Как негодовал тогда Пересветов, перечитывая старый документ! Ленин был в Москве, а эти тупицы из управления из-за своей нерасторопности упустили его. Конечно, Ленин — великолепный конспиратор, но если бы Пересветову поручили… А теперь изволь кусать локти — Ленин снова в эмиграции, и до него не доберешься.

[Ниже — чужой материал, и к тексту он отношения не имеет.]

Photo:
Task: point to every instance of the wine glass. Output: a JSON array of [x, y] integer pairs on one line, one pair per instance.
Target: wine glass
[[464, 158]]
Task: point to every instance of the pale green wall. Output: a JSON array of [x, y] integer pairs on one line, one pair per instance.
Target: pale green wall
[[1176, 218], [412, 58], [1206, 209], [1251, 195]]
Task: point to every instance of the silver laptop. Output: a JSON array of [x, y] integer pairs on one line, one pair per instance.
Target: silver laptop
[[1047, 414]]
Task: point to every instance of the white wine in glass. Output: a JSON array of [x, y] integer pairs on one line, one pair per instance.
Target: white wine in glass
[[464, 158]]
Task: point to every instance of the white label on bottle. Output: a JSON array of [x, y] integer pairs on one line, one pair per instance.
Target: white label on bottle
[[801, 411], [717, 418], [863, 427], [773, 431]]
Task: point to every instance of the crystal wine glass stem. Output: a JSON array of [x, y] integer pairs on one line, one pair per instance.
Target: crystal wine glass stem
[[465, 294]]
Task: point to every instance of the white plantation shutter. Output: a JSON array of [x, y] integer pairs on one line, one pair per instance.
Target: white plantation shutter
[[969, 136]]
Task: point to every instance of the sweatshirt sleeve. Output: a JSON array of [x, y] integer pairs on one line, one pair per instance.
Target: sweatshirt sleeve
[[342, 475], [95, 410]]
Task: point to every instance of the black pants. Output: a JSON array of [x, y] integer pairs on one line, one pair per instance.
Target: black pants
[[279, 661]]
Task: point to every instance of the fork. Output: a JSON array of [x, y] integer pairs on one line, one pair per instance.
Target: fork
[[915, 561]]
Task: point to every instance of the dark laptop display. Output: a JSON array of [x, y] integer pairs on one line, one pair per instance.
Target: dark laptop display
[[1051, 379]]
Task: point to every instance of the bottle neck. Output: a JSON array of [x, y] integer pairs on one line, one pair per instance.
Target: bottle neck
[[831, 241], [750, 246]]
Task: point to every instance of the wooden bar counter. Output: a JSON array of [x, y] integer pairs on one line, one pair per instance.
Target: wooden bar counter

Правда, начальник жандармского управления Московской губернии то и дело строчил победные реляции. В течение осени 1907 года арестовали весь состав Московского комитета во главе с секретарем Любимовым, замоскворецкое, рогожское, сокольническое и лефортовское районные партийные собрания, разгромили Железнодорожный и Бутырский райкомы партии.
«Урожайным» был и 1908 год — 1 июня арестовали часть делегатов партийной конференции Московской окружной организации, в феврале раскрыли типографию большевистской газеты «Борьба», в конце года схватили секретаря окружкома Потапова, в доме Чагина по Милютинскому переулку обнаружили подпольный склад — около 140 пудов нелегальных изданий: листовок, брошюр и книг.
Однако гром победных донесений ничуть не утешал Пересветова. Он-то хорошо знал, что большевики, накапливают новые силы и в трудных условиях действуют самоотверженно. И потом вот это последнее сообщение провокатора доказывает, что Пресненская районная группа действует. Да и одна ли эта группа?
Раздумья пристава прервал вахмистр.
Громко постучав, он вошел и с важным видом доложил:
— Явилась «тринадцатая».
Пересветов поморщился, словно раскусил ягодку клюквы, и сказал недовольно:
— Пусти…
Но морщился он напрасно — рассказ тайной агентки заинтересовал его.
* * *
День был жаркий и душный.
На Смоленском рынке торговка Соловьева, обливаясь потом, спешила распродать свой товар — перекупленные у мытищинских огородников ранние огурчики.
Базарные завсегдатаи звали ее по-разному: кто Соловьихой — в насмешку за писклявый голос, кто Тарелкой — за округлые формы.
Соловьихе осталось продать две небольшие кучки огурцов, поэтому она торопилась, кричала визгливее обычного и переругивалась с соседом — стариком, продающим прошлогодние соленые грибы.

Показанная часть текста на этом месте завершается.